Conseils à l’employeur pour prévenir l’hyperconnexion
– Sensibiliser le personnel de l’entreprise aux risques de l’hyperconnexion, voire de la cyberaddiction, sur les risques physiques et psychologiques encourus, dont la perte de concentration, la diminution de l’efficacité au travail, les difficultés relationnelles.
– Prévenir les désordres physiques
- Veiller à l’ergonomie des postes de travail.
- Conseiller les salariés pour réduire la fatigue visuelle et la sécheresse oculaire (20 secondes de pause toutes les 20 minutes pour regarder au loin, au-delà de 5 mètres) ainsi que les douleurs des épaules et du dos.
- Sensibiliser aux bonnes postures.
- Inviter à des pauses pendant la journée.
- Déconseiller de déjeuner devant son ordinateur, mais inciter les collaborateurs à prendre une véritable pause-repas qui offre l’occasion de marcher et d’échanger avec les collègues.
- Proposer des exercices d’échauffement et d’étirement sur le lieu de travail.
- Inciter les salariés en télétravail à faire des pauses et des exercices par exemple, au moyen de vidéos rappelant les bonnes pratiques.
– Prévenir les troubles psychologiques
- Proposer aux collaborateurs des auto-tests validés scientifiquement qui font le point sur la cyberdépendance.
- Inciter à mettre une distance entre vie professionnelle et vie personnelle : à mettre en place, pendant les week-ends et les vacances, un message d’absence sur la boite mail et le téléphone professionnel, et à désactiver les notifications si le téléphone personnel accueille aussi les messages professionnels, ou à désinstaller la boite mail professionnelle les jours non travaillés.
- Inciter à fermer le téléphone professionnel et l’ordinateur au moins 1h30 avant le coucher, et à rallumer le téléphone peu de temps avant de quitter le domicile.
– Prendre des mesures organisationnelles
- Mettre en place des solutions pour mesurer l’utilisation des outils numériques : courriel, messagerie, smartphones au niveau individuel et au niveau collectif.
- Inciter à ne pas emporter son ordinateur professionnel à la maison après la journée de travail.
- Instaurer des moments sans téléphone : pendant les repas, les moments conviviaux, les loisirs, au-delà d’une certaine heure…
- Inviter à privilégier les échanges verbaux plutôt que les mails et les SMS, et à n’utiliser l’e-mail que s’il est plus judicieux et mieux adapté.

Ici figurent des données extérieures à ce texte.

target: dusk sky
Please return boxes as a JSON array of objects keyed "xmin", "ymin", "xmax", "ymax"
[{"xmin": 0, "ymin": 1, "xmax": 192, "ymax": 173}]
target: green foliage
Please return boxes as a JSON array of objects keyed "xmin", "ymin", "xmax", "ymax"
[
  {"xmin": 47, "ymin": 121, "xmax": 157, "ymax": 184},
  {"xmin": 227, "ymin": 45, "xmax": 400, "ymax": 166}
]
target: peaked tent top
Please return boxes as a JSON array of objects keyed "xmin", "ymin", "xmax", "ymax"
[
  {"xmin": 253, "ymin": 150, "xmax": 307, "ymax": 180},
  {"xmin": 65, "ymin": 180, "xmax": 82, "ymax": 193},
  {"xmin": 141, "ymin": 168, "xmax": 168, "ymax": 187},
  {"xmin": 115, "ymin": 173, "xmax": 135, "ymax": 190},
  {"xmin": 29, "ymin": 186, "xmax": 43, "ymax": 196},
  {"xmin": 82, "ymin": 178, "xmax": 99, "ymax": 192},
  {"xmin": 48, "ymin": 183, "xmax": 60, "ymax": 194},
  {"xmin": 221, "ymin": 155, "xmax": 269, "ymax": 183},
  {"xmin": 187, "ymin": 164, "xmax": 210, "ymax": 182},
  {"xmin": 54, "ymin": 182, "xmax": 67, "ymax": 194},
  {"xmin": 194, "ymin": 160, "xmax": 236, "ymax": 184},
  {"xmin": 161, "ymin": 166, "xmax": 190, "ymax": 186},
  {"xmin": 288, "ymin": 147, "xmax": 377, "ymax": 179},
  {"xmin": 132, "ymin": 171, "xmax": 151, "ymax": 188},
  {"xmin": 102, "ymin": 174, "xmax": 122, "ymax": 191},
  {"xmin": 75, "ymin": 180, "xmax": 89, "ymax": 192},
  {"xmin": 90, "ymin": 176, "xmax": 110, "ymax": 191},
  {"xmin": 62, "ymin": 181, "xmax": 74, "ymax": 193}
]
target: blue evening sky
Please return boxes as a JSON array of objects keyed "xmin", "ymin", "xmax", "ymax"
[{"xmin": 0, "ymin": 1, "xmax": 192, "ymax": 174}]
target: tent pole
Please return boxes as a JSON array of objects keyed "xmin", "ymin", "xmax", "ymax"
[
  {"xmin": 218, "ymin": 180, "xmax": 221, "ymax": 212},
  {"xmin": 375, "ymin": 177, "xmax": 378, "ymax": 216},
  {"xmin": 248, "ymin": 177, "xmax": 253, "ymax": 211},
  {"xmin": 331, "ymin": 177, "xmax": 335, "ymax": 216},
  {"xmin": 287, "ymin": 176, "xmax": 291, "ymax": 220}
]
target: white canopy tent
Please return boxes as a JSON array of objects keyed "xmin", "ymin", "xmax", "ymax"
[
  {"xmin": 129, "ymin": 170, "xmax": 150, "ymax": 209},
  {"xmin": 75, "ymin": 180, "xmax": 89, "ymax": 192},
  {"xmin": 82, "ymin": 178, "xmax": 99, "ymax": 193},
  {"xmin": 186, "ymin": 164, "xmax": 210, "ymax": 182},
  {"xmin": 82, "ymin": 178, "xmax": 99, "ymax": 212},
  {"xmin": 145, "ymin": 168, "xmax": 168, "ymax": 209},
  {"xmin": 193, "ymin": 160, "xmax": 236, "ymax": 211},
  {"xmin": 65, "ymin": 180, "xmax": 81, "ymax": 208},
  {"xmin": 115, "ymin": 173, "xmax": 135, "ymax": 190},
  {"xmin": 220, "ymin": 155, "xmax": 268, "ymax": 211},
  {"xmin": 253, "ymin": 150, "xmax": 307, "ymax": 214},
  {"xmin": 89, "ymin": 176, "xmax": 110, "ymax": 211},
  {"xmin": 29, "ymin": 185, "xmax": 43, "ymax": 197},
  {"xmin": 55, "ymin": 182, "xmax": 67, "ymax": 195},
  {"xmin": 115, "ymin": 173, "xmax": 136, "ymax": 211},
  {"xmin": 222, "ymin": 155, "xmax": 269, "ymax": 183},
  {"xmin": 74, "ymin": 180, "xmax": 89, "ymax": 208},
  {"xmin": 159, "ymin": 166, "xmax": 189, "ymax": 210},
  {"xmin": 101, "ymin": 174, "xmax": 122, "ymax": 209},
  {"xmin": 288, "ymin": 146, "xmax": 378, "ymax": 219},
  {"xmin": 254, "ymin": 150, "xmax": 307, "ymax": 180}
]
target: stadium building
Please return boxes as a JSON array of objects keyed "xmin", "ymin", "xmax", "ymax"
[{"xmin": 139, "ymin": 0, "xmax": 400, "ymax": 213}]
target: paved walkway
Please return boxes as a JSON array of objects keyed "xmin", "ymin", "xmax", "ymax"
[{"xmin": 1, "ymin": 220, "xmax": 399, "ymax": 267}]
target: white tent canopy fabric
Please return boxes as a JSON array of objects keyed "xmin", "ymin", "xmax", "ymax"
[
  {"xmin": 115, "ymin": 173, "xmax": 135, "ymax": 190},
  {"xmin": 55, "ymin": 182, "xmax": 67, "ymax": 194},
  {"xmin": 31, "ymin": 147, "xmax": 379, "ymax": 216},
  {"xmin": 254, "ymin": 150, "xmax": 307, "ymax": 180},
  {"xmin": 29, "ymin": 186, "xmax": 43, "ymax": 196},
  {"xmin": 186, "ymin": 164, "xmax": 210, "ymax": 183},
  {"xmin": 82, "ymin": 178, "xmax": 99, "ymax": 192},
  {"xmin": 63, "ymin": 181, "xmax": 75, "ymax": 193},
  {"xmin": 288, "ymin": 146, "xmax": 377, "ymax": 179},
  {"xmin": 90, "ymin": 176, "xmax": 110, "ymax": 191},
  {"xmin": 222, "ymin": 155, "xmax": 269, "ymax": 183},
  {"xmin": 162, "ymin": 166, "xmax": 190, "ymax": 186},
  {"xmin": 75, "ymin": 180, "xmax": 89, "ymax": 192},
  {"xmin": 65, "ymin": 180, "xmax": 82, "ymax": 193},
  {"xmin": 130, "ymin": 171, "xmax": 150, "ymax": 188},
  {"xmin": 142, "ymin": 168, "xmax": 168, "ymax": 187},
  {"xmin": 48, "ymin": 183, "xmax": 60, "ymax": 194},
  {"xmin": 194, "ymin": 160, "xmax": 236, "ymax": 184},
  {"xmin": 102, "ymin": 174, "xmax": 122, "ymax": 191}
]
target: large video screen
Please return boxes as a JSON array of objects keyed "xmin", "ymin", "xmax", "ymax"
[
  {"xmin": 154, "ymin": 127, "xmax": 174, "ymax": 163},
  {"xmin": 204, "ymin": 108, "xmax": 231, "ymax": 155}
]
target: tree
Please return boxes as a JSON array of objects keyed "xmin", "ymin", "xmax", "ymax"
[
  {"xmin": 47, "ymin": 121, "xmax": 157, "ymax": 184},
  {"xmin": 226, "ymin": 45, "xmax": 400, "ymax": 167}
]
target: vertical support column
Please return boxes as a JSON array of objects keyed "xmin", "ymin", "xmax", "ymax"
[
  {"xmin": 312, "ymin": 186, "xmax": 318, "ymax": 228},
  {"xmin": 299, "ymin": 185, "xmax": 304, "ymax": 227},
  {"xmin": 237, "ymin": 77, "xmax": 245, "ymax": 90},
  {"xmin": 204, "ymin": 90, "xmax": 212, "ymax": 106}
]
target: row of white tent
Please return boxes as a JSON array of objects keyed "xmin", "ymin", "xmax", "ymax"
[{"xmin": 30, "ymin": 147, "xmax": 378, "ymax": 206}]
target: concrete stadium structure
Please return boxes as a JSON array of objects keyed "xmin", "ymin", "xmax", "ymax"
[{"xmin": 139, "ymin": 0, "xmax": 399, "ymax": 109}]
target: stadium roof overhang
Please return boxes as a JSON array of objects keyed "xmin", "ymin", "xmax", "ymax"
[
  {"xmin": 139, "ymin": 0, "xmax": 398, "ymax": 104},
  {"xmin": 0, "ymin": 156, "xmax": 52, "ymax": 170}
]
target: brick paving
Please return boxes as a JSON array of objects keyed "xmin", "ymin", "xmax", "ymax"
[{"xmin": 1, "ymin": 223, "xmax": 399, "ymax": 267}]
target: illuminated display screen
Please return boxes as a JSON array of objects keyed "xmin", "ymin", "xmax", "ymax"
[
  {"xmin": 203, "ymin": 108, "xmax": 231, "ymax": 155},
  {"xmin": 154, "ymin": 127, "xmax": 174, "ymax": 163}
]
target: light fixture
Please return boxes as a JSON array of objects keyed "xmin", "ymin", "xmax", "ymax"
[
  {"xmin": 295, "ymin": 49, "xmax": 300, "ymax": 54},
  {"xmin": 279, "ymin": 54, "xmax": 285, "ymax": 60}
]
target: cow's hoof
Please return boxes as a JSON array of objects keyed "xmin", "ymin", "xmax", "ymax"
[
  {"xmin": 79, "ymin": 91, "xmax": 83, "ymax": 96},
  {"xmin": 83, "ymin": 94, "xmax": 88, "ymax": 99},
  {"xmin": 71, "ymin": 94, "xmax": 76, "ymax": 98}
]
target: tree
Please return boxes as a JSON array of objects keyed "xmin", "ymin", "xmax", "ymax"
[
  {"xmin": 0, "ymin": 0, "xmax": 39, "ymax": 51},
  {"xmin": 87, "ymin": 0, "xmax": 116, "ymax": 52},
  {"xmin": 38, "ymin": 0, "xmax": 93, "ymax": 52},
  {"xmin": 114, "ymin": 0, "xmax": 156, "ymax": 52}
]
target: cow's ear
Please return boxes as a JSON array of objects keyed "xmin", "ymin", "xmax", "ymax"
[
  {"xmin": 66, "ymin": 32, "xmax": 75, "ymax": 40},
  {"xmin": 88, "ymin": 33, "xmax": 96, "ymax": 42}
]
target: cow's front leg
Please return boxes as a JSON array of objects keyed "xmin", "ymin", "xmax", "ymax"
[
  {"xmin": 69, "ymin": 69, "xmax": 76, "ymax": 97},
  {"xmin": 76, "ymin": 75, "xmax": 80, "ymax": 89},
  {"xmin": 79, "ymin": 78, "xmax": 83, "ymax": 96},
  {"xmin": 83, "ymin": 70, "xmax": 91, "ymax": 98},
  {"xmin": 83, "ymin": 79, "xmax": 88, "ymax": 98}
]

- Lutter contre la surinformation : inciter à ne pas mettre en copie des mails des personnes non intéressées par le sujet et à ne pas cumuler mail et téléphone pour la même sollicitation, dans l’espoir d’une réponse plus rapide.
- Rappeler d’éviter le « phobbing » qui revient à privilégier l’interaction avec son smartphone plutôt que de prêter attention ou d’interagir avec un interlocuteur.
- Proposer des ateliers pour permettre à une équipe de s’interroger sur ses pratiques et d’imaginer des pistes d’amélioration.
- Rappeler le droit à la déconnexion inclus dans la loi Travail du 8 août 2016.
- Rédiger une charte informatique sur la gestion des outils numériques et la mise en place de dispositifs permettant notamment leur limitation.